Tuesday, August 21, 2007

David Lehman

Feeling a little too lazy to write a proper post, so here are a couple of delightful poems by David Lehman instead - both taken from his 2005 collection When a Woman Loves a Man. Not the most sublime poems, perhaps, but delightful, truly delightful:

The Party of Ideas

Existentialism was there, smoking on the balcony.
Inside, Descartes' Cogito held a volume of Spinoza's Ethics
in one hand and a glass of port in the other as if the difference
between them were either self-evident or non-existent.
The dictatorship of the proletariat had made eye contact
with the theory of infantile sexuality. Cardinal Newman
(The Idea of a University) chatted amiably if a bit stuffily with
the Sublime, who kept looking over his shoulder in the approved
manner of New Yorkers at parties on the lookout for someone
more important than the person they are speaking to,
only this was the party of ideas, where the idea of a republic, a democracy,
and the idea of the self-determination of nations could mingle
at the end of the day, satisfied. The idea that history repeats
itself was there. The idea that history repeats itself was there.
Logical Positivism was there, a kindly old pipe-smoking don who
asked to his rooms for sherry and said he was cautiously optimistic.
The buzz in the room was that the first refuge of the scoundrel
had begun an affair with the last infirmity of the noble mind,
which explained why neither of them was present. Art for
art's sake was there, nursing a vodka gimlet. It was clear
from a look at Utopia's face that she'd had one brandy Alexander
too many, but British empiricism looked none the worse for wear.
Everyone said so, especially American pragmatism, savoring
a new wrinkle. The Noble Savage tended bar.
The Categorical Imperative wouldn't take no for an answer.
I thought of "The Idea of Order at Key West" and took a leap of faith
opening a door hoping it led to the men's room.

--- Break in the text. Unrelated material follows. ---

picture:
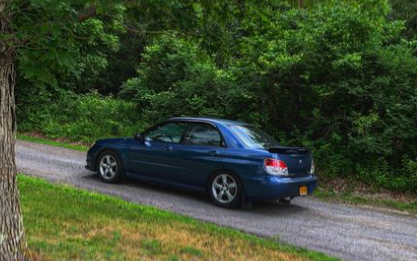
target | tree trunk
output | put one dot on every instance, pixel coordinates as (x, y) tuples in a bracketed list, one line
[(12, 241)]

Wystan Hugh Auden: A Villanelle

Why shun a nude tag?
Why stun a huge hand?
Hug a shady wet nun.

Why stand a huge Hun?
Why gash a dune nut?
Why shun a nude tag?

Guy hands u new hat,
Haw, the Sunday gun.
Hug a shady wet nun.

Why aghast, unnude?
What a gash untuned?
Why shun a nude tag?

Ashen guy dun what?
Why? Nag a shut nude.
Hug a shady wet nun.

Why daunt a snug he?
Why dun a gaunt she?
Why shade a nude tag?
Hug a shady wet nun.

4 comments:

Tabula Rasa said...

Why shun a nude tag?

Ass-burger.

Anonymous said...

the 3rd line in the final quatrain: shouldn't that be -
Why shun a nude tag?

this villanelle does not follow the same conventional structures of its rhyme sequence, does it? So, does this constitue one? Or is it just that villanelles have evolved to not consider the rhyme sequence (and form its own)?

Anonymous said...

Hug a shady wet nun.

There's a Pablo Neruda poem with a line about a nun, running with a sexy knife...

For some reason, Lehman's poetry (even though its so different) reminds me of that image. Just as startling perhaps.

Break a leg with the dissertation.

Anita

Anonymous said...

In case anyone's wondering, each line just reworks the letters comprising Auden's full name.